Home / World / Europe

Sino-UK choir adds new sound to festive offerings

By Angus McNeice | China Daily UK | Updated: 2016-12-21 18:19

The sound of Christmas carols is a sure sign the holiday season has arrived and, if composer Nicholas Smith has his way, Chinese choral music will grow to join them as part of Europe's festive repertoire.

Smith is artistic director with the Peking Sinfonietta and Chopsticks Choral Society, a newly formed group of singers from Europe and China who sing Chinese choral music in Mandarin.

Each year, British audiences fill concert halls and candlelit churches to listen to choirs perform their favorite carols. This December, they also had the chance to hear a Chinese version of the classic Silent Night when the Chopsticks group joined choirs representing a wide range of countries performing Christmas carols in London's Piccadilly Circus.

"Over the last 30 years, when Chinese music is presented abroad, it's usually by Chinese entities," said Smith. "The footprint that's left afterward is pretty small. It's like me telling you Chinese food is great but I only let you smell it and not taste it."

In October, his choral society performed at London's Cadogan Hall. Half the group is from Europe and those singers learned traditional Chinese classics, such as Sinn Sing Hoi's Yellow River Cantata, in Mandarin.

"The only way Chinese music is really ever going to be embedded in the central canon of the Western repertoire is if Westerners are allowed to do it," he said. "Why would you know who any Chinese composer is unless you play it or see it?"
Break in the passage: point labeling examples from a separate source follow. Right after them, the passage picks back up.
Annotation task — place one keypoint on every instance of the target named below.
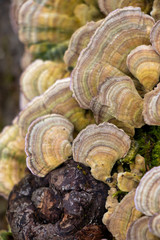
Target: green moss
(129, 158)
(80, 168)
(148, 138)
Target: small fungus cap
(100, 146)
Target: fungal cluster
(86, 108)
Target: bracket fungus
(48, 143)
(108, 6)
(155, 36)
(57, 99)
(155, 13)
(144, 63)
(12, 159)
(99, 147)
(122, 100)
(79, 41)
(154, 224)
(39, 76)
(123, 215)
(139, 230)
(151, 108)
(105, 55)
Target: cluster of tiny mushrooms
(89, 113)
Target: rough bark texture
(67, 204)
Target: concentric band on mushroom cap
(100, 146)
(48, 143)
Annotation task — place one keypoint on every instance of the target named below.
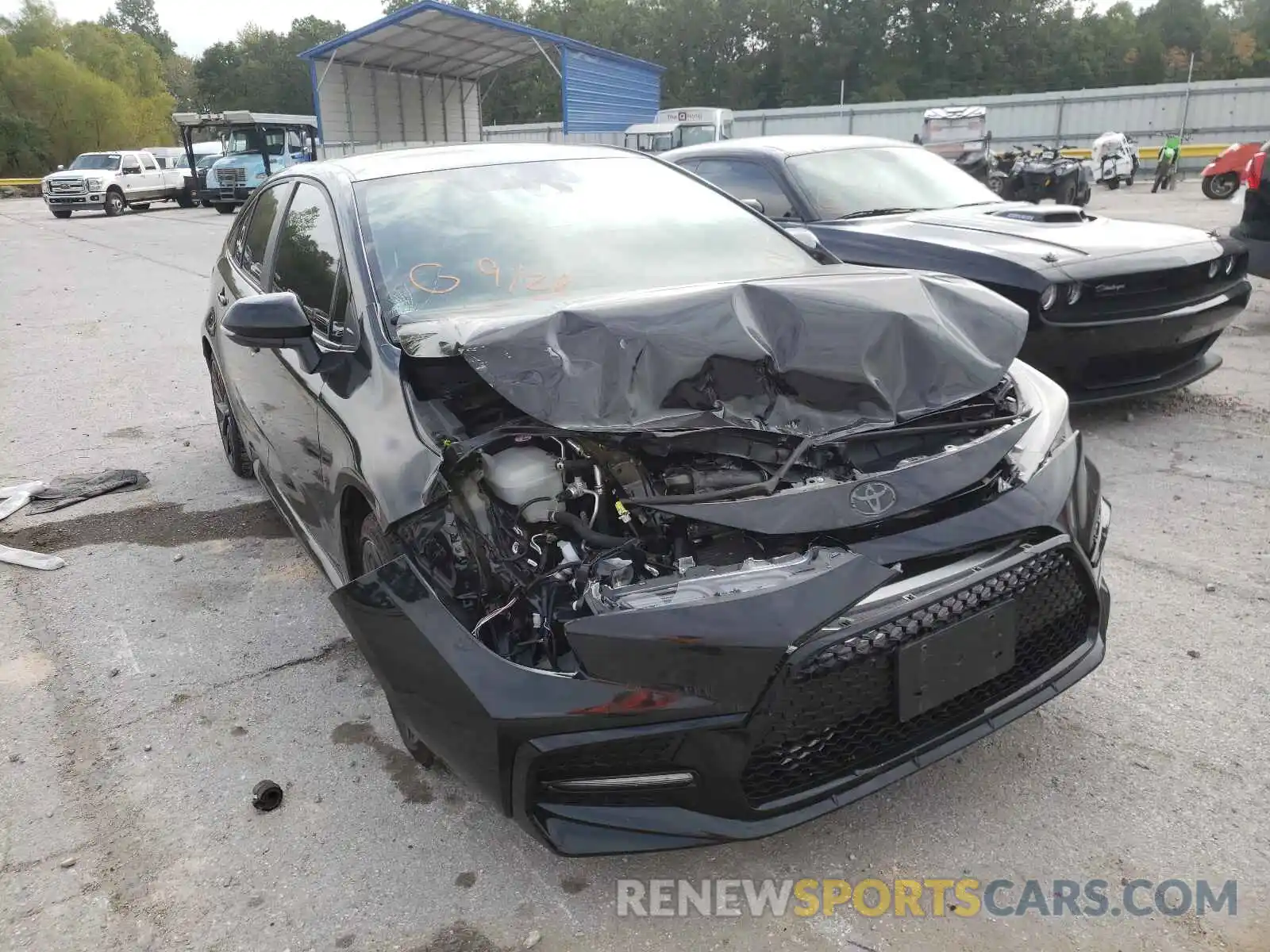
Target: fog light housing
(670, 780)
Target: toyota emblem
(873, 498)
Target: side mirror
(275, 321)
(804, 236)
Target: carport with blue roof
(417, 75)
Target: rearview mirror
(804, 236)
(275, 321)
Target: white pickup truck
(114, 182)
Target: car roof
(785, 145)
(406, 162)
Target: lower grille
(1118, 370)
(836, 712)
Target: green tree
(141, 19)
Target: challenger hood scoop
(1047, 215)
(840, 349)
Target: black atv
(1047, 173)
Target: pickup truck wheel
(232, 440)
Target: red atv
(1225, 175)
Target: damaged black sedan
(654, 528)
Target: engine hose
(586, 532)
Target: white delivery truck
(683, 126)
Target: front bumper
(821, 725)
(221, 196)
(76, 201)
(1134, 355)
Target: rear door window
(743, 179)
(256, 235)
(309, 260)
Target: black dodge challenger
(654, 528)
(1117, 309)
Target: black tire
(232, 438)
(374, 547)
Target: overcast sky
(196, 25)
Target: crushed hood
(1022, 232)
(840, 349)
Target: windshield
(850, 182)
(506, 236)
(696, 135)
(249, 141)
(97, 160)
(651, 143)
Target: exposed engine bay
(533, 527)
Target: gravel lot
(188, 651)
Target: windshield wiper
(872, 213)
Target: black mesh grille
(836, 712)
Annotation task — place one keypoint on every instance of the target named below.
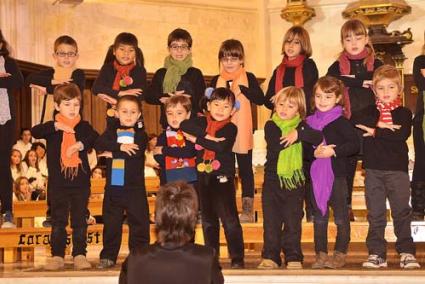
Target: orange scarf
(243, 117)
(69, 165)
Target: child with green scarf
(178, 76)
(283, 190)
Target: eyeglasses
(176, 47)
(66, 54)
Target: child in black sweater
(215, 134)
(124, 143)
(68, 140)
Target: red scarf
(385, 110)
(280, 73)
(345, 69)
(122, 72)
(212, 127)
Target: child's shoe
(337, 260)
(55, 263)
(408, 261)
(375, 261)
(81, 262)
(267, 264)
(322, 260)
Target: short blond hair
(294, 95)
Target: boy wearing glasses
(178, 76)
(65, 55)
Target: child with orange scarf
(245, 86)
(68, 139)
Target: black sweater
(192, 83)
(84, 133)
(272, 135)
(341, 133)
(360, 97)
(134, 176)
(310, 76)
(388, 149)
(11, 83)
(419, 64)
(222, 149)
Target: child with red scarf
(248, 94)
(387, 126)
(68, 140)
(354, 68)
(123, 73)
(215, 135)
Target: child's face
(65, 55)
(325, 101)
(125, 54)
(386, 90)
(286, 109)
(179, 50)
(69, 108)
(292, 48)
(175, 115)
(220, 109)
(231, 63)
(128, 113)
(354, 44)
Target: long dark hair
(128, 39)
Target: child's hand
(63, 127)
(130, 149)
(368, 130)
(289, 138)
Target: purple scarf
(322, 176)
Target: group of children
(312, 149)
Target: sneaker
(105, 263)
(322, 260)
(267, 264)
(375, 261)
(408, 261)
(294, 265)
(337, 260)
(55, 263)
(81, 262)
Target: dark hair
(66, 92)
(176, 209)
(5, 48)
(179, 34)
(65, 39)
(220, 94)
(128, 39)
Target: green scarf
(290, 162)
(175, 70)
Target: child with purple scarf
(328, 170)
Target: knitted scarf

For Theresa Booth, CEO of the Chopsticks Club, a UK-China professionals network with 4,000 members, its choir provides an opportunity to form cultural bonds between the two nations.

"Music is the most wonderful way to unite, it's a complete equalizer," she said. "It doesn't matter where you're from. It's soft diplomacy at its very best, and that's what we're trying to do with the Chopsticks Club. And we want to keep it like that, so that people really share each other's culture."

Members of the Chopsticks Club Choral Society are all serious choral singers who can sight-read music.

"The Chinese didn't have choral music until the 1930s, so it's a very different and fresh perspective," Smith said. "Chinese music is pentatonic, they create melodies with five notes. You won't find Chinese choral music that's trying to imitate a Western hymn tune, because those use eight notes, so the type of harmonization is different."

Smith-who received an Order of the British Empire from Queen Elizabeth II in 2011 for services to music in China and to Sino-British relations said his goal is for Chinese choral music to be part of the mainstream repertoire in the UK.